Quickstart guide

Prerequisites: pytest & hypothesis

HypoFuzz is designed to run hypothesis tests, so you’ll need some of those as fuzz targets.

Our current implementation uses pytest to collect the tests to run, so you can select specific tests in the usual way by file, -k selectors, or just allow pytest to discover all your tests for you.

Installation

HypoFuzz is a pure-Python package, and can be installed from your shell with

pip install hypofuzz

or from a requirements.txt file like

...
hypofuzz >= 21.05.1
...

Optionally, you can pip install hypofuzz[pytrace] for automatic time-travel debugging with PyTrace through the web interface. There are still some rough edges here, but it’s pretty cool.

Running hypothesis fuzz

The core idea is that while you run pytest ... on each change, you run hypothesis fuzz ... on a server - and it’ll keep searching for interesting new inputs until shut down from outside.

$ hypothesis fuzz --help
Usage: hypothesis fuzz [OPTIONS] [-- PYTEST_ARGS]

  [hypofuzz] runs tests with an adaptive coverage-guided fuzzer.

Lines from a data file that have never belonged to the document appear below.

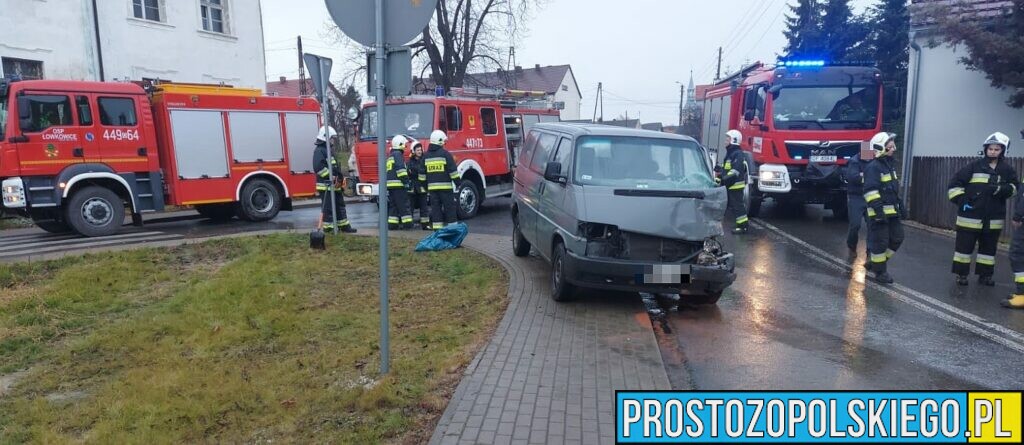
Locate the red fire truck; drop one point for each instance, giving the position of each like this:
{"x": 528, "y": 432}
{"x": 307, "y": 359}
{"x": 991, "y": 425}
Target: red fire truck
{"x": 485, "y": 129}
{"x": 78, "y": 156}
{"x": 802, "y": 121}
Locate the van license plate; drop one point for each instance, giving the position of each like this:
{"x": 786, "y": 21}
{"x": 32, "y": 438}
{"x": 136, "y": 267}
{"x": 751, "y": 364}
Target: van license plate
{"x": 667, "y": 274}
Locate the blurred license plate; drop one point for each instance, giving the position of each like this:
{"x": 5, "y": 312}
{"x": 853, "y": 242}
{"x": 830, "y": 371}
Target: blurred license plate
{"x": 667, "y": 274}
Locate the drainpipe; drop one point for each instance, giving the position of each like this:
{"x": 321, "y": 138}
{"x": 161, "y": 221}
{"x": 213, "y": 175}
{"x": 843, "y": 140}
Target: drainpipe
{"x": 99, "y": 45}
{"x": 911, "y": 119}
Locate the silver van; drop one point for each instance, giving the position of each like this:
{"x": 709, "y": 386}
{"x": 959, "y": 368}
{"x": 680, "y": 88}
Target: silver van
{"x": 623, "y": 210}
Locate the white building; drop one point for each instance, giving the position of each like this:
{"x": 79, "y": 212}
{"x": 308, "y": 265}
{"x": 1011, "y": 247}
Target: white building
{"x": 198, "y": 41}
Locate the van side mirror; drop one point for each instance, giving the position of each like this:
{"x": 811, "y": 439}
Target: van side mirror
{"x": 553, "y": 173}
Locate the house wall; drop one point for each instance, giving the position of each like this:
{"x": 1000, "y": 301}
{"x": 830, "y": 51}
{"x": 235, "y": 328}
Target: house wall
{"x": 60, "y": 34}
{"x": 956, "y": 107}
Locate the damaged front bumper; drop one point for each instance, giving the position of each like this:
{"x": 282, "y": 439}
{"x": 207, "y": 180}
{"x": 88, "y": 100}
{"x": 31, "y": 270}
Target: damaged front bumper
{"x": 628, "y": 275}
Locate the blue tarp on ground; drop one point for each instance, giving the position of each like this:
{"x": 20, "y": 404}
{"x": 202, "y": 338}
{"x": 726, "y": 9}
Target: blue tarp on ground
{"x": 449, "y": 237}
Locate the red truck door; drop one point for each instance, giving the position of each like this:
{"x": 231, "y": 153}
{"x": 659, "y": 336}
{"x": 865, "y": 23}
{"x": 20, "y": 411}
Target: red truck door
{"x": 120, "y": 134}
{"x": 54, "y": 137}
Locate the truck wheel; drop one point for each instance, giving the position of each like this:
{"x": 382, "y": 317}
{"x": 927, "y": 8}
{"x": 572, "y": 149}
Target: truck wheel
{"x": 260, "y": 201}
{"x": 560, "y": 288}
{"x": 705, "y": 299}
{"x": 217, "y": 212}
{"x": 95, "y": 211}
{"x": 520, "y": 247}
{"x": 468, "y": 197}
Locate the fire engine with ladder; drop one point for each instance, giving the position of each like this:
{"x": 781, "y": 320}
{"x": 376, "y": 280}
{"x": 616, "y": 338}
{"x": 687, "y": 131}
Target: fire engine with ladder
{"x": 485, "y": 129}
{"x": 802, "y": 121}
{"x": 79, "y": 156}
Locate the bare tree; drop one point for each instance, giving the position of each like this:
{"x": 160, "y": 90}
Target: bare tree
{"x": 464, "y": 35}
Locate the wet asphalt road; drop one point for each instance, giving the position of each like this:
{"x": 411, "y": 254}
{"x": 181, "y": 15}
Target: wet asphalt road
{"x": 800, "y": 315}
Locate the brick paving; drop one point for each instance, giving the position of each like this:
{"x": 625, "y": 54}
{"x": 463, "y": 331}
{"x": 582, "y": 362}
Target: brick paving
{"x": 550, "y": 371}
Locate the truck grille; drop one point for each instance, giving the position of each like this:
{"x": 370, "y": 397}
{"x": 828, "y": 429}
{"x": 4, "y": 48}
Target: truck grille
{"x": 804, "y": 150}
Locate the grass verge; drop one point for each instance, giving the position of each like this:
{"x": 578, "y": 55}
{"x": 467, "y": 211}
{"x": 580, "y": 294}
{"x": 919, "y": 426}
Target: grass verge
{"x": 250, "y": 340}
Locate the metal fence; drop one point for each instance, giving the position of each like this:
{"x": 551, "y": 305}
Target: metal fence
{"x": 928, "y": 197}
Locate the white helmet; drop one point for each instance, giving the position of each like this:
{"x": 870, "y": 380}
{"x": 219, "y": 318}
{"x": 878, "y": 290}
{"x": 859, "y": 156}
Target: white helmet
{"x": 438, "y": 138}
{"x": 879, "y": 142}
{"x": 398, "y": 142}
{"x": 998, "y": 139}
{"x": 326, "y": 132}
{"x": 735, "y": 137}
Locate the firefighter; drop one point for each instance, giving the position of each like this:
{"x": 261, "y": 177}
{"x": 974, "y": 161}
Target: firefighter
{"x": 854, "y": 199}
{"x": 328, "y": 188}
{"x": 441, "y": 172}
{"x": 732, "y": 175}
{"x": 418, "y": 182}
{"x": 1017, "y": 257}
{"x": 399, "y": 216}
{"x": 980, "y": 191}
{"x": 885, "y": 229}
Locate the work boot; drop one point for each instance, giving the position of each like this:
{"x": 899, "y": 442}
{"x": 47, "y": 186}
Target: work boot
{"x": 1015, "y": 302}
{"x": 884, "y": 277}
{"x": 962, "y": 279}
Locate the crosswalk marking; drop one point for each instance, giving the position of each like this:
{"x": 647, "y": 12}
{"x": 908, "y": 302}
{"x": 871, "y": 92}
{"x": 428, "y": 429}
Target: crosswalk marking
{"x": 38, "y": 243}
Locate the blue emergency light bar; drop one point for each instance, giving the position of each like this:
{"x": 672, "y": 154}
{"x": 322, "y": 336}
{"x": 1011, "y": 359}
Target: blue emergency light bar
{"x": 802, "y": 63}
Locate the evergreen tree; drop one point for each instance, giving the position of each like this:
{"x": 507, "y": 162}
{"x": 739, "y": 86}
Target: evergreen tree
{"x": 803, "y": 29}
{"x": 994, "y": 43}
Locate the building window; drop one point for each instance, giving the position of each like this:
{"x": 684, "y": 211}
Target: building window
{"x": 214, "y": 15}
{"x": 27, "y": 70}
{"x": 147, "y": 9}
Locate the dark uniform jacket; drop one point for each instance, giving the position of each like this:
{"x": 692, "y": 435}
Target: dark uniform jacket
{"x": 734, "y": 170}
{"x": 980, "y": 193}
{"x": 440, "y": 169}
{"x": 397, "y": 175}
{"x": 417, "y": 175}
{"x": 882, "y": 189}
{"x": 323, "y": 170}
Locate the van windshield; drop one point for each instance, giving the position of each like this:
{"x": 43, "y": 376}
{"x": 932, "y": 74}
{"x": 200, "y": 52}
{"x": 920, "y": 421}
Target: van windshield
{"x": 641, "y": 163}
{"x": 415, "y": 120}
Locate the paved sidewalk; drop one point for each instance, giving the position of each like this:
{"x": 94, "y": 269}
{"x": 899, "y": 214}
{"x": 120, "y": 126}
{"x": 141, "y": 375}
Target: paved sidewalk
{"x": 550, "y": 371}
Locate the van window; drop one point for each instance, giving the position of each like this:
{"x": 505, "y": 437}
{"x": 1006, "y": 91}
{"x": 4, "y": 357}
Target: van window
{"x": 489, "y": 122}
{"x": 545, "y": 145}
{"x": 84, "y": 110}
{"x": 46, "y": 112}
{"x": 117, "y": 112}
{"x": 563, "y": 154}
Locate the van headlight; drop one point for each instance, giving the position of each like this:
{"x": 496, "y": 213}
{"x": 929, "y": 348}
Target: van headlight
{"x": 13, "y": 193}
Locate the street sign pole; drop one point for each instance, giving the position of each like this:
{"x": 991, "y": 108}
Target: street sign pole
{"x": 382, "y": 188}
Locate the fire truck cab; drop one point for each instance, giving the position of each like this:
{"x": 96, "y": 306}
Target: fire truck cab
{"x": 485, "y": 130}
{"x": 802, "y": 121}
{"x": 80, "y": 156}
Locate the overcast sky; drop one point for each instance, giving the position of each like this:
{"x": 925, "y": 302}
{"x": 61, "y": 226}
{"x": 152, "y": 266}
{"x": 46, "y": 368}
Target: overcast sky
{"x": 639, "y": 49}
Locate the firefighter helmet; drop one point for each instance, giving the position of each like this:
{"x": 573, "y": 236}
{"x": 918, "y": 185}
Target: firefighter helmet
{"x": 325, "y": 131}
{"x": 735, "y": 137}
{"x": 879, "y": 142}
{"x": 438, "y": 138}
{"x": 398, "y": 142}
{"x": 997, "y": 139}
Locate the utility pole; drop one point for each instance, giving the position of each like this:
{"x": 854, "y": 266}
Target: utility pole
{"x": 302, "y": 71}
{"x": 718, "y": 73}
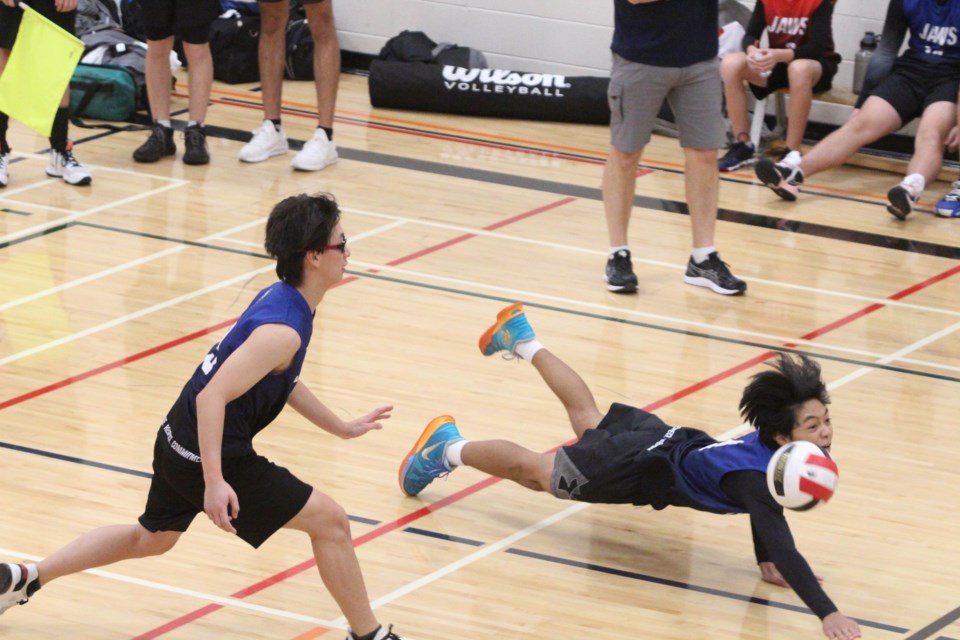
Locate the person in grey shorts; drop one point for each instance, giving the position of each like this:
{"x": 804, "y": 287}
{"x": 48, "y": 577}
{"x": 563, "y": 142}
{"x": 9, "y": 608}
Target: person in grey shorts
{"x": 658, "y": 57}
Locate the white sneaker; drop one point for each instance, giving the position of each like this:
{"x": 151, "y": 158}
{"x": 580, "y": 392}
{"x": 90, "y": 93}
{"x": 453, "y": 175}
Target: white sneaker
{"x": 317, "y": 153}
{"x": 11, "y": 577}
{"x": 64, "y": 165}
{"x": 267, "y": 142}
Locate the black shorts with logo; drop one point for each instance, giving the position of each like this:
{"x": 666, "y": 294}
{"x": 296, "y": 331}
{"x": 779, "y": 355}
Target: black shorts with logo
{"x": 269, "y": 495}
{"x": 624, "y": 460}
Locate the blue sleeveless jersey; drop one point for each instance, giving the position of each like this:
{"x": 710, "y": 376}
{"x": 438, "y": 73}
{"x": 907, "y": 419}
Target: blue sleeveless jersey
{"x": 669, "y": 33}
{"x": 934, "y": 30}
{"x": 699, "y": 470}
{"x": 247, "y": 415}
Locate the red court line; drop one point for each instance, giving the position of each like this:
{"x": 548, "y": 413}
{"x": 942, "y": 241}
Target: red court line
{"x": 226, "y": 323}
{"x": 483, "y": 484}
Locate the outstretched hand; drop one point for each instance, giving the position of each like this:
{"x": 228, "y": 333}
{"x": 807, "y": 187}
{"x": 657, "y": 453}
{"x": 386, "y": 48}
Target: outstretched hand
{"x": 769, "y": 573}
{"x": 220, "y": 504}
{"x": 369, "y": 422}
{"x": 837, "y": 626}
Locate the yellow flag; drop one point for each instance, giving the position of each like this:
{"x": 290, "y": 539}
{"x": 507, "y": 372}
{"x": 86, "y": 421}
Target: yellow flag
{"x": 38, "y": 72}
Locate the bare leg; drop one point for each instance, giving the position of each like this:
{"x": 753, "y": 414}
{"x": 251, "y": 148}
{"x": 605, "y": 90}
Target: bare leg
{"x": 326, "y": 59}
{"x": 803, "y": 75}
{"x": 271, "y": 53}
{"x": 200, "y": 74}
{"x": 326, "y": 523}
{"x": 732, "y": 69}
{"x": 570, "y": 389}
{"x": 157, "y": 72}
{"x": 619, "y": 185}
{"x": 935, "y": 125}
{"x": 876, "y": 119}
{"x": 702, "y": 182}
{"x": 104, "y": 546}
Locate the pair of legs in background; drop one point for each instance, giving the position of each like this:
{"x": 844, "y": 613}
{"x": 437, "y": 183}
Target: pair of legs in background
{"x": 908, "y": 93}
{"x": 636, "y": 94}
{"x": 190, "y": 20}
{"x": 61, "y": 163}
{"x": 804, "y": 78}
{"x": 269, "y": 139}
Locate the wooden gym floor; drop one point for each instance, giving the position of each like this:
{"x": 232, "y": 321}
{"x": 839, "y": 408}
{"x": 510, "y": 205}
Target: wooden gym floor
{"x": 111, "y": 294}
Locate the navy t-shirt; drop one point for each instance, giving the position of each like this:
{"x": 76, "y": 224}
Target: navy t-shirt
{"x": 245, "y": 416}
{"x": 666, "y": 33}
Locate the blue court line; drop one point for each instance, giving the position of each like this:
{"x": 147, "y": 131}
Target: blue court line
{"x": 690, "y": 587}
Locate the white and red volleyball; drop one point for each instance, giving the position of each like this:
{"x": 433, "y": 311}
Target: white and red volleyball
{"x": 801, "y": 475}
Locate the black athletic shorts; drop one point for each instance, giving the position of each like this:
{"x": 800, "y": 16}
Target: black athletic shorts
{"x": 914, "y": 86}
{"x": 609, "y": 463}
{"x": 779, "y": 80}
{"x": 269, "y": 495}
{"x": 10, "y": 19}
{"x": 163, "y": 18}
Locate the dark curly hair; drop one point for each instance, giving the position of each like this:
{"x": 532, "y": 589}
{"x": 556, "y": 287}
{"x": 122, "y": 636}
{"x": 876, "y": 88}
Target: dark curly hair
{"x": 299, "y": 224}
{"x": 772, "y": 399}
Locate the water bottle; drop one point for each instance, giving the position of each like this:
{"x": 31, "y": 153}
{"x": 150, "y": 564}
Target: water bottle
{"x": 862, "y": 59}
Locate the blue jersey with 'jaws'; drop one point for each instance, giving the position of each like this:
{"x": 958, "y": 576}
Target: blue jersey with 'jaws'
{"x": 247, "y": 415}
{"x": 701, "y": 469}
{"x": 934, "y": 30}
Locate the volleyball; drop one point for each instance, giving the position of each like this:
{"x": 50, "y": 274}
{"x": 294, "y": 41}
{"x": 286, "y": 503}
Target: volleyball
{"x": 801, "y": 475}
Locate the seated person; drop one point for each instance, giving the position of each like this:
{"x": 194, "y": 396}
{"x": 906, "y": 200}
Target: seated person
{"x": 801, "y": 57}
{"x": 920, "y": 83}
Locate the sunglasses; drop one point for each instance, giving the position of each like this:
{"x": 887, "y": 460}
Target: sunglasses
{"x": 340, "y": 246}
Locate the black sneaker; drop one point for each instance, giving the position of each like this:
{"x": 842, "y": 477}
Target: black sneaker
{"x": 900, "y": 202}
{"x": 784, "y": 179}
{"x": 195, "y": 141}
{"x": 159, "y": 144}
{"x": 738, "y": 155}
{"x": 620, "y": 277}
{"x": 715, "y": 274}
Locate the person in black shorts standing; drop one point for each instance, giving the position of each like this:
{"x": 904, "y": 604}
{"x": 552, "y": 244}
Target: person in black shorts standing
{"x": 61, "y": 163}
{"x": 269, "y": 139}
{"x": 801, "y": 58}
{"x": 191, "y": 20}
{"x": 658, "y": 56}
{"x": 204, "y": 460}
{"x": 629, "y": 456}
{"x": 923, "y": 82}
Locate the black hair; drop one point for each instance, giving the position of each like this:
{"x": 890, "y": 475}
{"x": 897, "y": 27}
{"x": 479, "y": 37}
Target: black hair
{"x": 772, "y": 400}
{"x": 299, "y": 224}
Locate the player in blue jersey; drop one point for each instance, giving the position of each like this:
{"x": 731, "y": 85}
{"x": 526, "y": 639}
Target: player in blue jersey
{"x": 204, "y": 460}
{"x": 920, "y": 83}
{"x": 629, "y": 456}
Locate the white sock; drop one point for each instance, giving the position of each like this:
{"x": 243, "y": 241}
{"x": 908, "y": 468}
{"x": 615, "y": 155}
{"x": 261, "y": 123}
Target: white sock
{"x": 915, "y": 183}
{"x": 699, "y": 254}
{"x": 527, "y": 349}
{"x": 613, "y": 250}
{"x": 453, "y": 451}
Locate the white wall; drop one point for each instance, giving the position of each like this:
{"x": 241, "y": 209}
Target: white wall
{"x": 569, "y": 37}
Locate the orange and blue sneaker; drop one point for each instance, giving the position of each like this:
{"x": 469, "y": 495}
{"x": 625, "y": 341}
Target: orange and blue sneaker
{"x": 426, "y": 461}
{"x": 510, "y": 329}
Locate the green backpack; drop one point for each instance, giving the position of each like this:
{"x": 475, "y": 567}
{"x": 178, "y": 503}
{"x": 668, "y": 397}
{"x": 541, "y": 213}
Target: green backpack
{"x": 103, "y": 92}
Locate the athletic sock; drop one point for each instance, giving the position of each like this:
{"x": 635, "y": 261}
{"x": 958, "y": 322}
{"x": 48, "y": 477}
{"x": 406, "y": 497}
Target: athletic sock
{"x": 699, "y": 254}
{"x": 454, "y": 452}
{"x": 526, "y": 350}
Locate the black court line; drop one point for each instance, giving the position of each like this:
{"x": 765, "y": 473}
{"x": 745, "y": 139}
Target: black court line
{"x": 689, "y": 587}
{"x": 935, "y": 626}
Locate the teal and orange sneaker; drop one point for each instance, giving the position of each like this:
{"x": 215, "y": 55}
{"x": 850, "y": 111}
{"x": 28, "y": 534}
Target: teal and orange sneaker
{"x": 425, "y": 462}
{"x": 510, "y": 329}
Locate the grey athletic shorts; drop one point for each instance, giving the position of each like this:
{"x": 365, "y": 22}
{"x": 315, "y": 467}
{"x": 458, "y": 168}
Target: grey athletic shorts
{"x": 695, "y": 95}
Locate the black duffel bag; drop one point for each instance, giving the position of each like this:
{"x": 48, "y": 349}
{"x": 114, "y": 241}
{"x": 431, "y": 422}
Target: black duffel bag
{"x": 494, "y": 93}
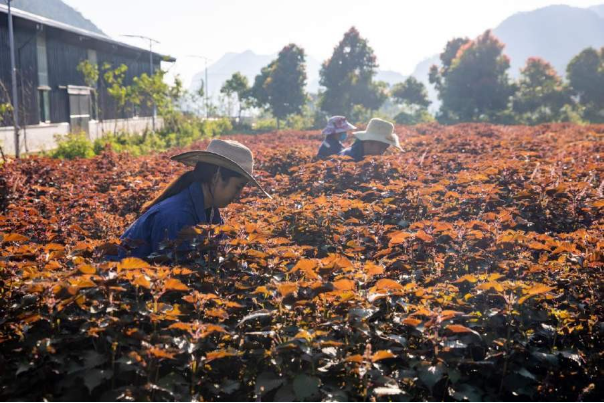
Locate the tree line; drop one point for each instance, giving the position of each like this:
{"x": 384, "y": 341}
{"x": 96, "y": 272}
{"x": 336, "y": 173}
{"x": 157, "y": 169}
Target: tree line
{"x": 472, "y": 82}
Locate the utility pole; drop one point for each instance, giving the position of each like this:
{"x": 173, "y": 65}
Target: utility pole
{"x": 15, "y": 103}
{"x": 151, "y": 42}
{"x": 206, "y": 89}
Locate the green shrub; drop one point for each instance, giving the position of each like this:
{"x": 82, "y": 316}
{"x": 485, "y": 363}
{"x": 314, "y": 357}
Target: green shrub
{"x": 73, "y": 145}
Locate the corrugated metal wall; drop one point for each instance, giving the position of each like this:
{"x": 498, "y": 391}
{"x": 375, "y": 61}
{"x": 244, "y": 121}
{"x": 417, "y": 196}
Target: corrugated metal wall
{"x": 64, "y": 51}
{"x": 27, "y": 67}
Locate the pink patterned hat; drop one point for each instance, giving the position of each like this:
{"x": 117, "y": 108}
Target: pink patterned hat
{"x": 337, "y": 124}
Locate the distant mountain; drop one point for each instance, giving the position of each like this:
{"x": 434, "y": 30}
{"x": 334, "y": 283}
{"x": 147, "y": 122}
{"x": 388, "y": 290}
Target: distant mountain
{"x": 249, "y": 64}
{"x": 56, "y": 10}
{"x": 390, "y": 77}
{"x": 554, "y": 33}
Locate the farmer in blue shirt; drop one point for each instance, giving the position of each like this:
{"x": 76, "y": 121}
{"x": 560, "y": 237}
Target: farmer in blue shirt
{"x": 335, "y": 132}
{"x": 373, "y": 141}
{"x": 220, "y": 174}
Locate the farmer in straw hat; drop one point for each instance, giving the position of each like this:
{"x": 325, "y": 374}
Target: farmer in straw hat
{"x": 195, "y": 197}
{"x": 373, "y": 141}
{"x": 335, "y": 132}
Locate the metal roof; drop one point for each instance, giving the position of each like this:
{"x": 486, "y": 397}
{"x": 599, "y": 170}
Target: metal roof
{"x": 82, "y": 32}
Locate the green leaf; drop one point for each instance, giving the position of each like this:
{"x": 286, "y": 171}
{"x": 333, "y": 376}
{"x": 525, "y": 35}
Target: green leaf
{"x": 95, "y": 377}
{"x": 306, "y": 386}
{"x": 431, "y": 375}
{"x": 266, "y": 382}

  Unrecognised arguments are passed through to `pytest` to select the tests to
  run, with the additional constraint that only tests using Hypothesis but not
  any pytest fixtures can be fuzzed.

  This process will run forever unless stopped with e.g. ctrl-C.

Options:
  -n, --numprocesses NUM        default: all available cores  [x>=1]
  --dashboard / --no-dashboard  serve / don't serve a live dashboard page
  --port PORT                   Optional port for the dashboard (if any)
                                [1<=x<=65535]
  --unsafe                      Allow concurrent execution of each test
                                (dashboard may report wrong results)
  -h, --help                    Show this message and exit.

By design, this is minimally configurable: test selection and collection is handled by pytest, using exactly the same syntax as usual, and the remaining options are out of scope for the fuzzer itself to determine.

Reproducing and fixing bugs

HypoFuzz saves any failures it finds into Hypothesis’ standard example database, so the workflow for deduplicating and reproducing any failures is “run your test suite in the usual way”.

It really is that easy!

A quick glance under the hood

HypoFuzz isn’t “better” than Hypothesis - it’s playing a different game, and the main difference is that it runs for much longer. That means:

  • The performance overhead of coverage instrumentation pays off, as we can tell when inputs do something unusual and spend more time generating similar things in future.

  • Instead of running 100 examples for each test before moving on to the next, we can interleave them, run different numbers of examples for each test, and focus on the ones where we’re discovering new behaviours fastest.

We spend our time generating more interesting examples, focussed on the most complex tests, and do so without any human input at all.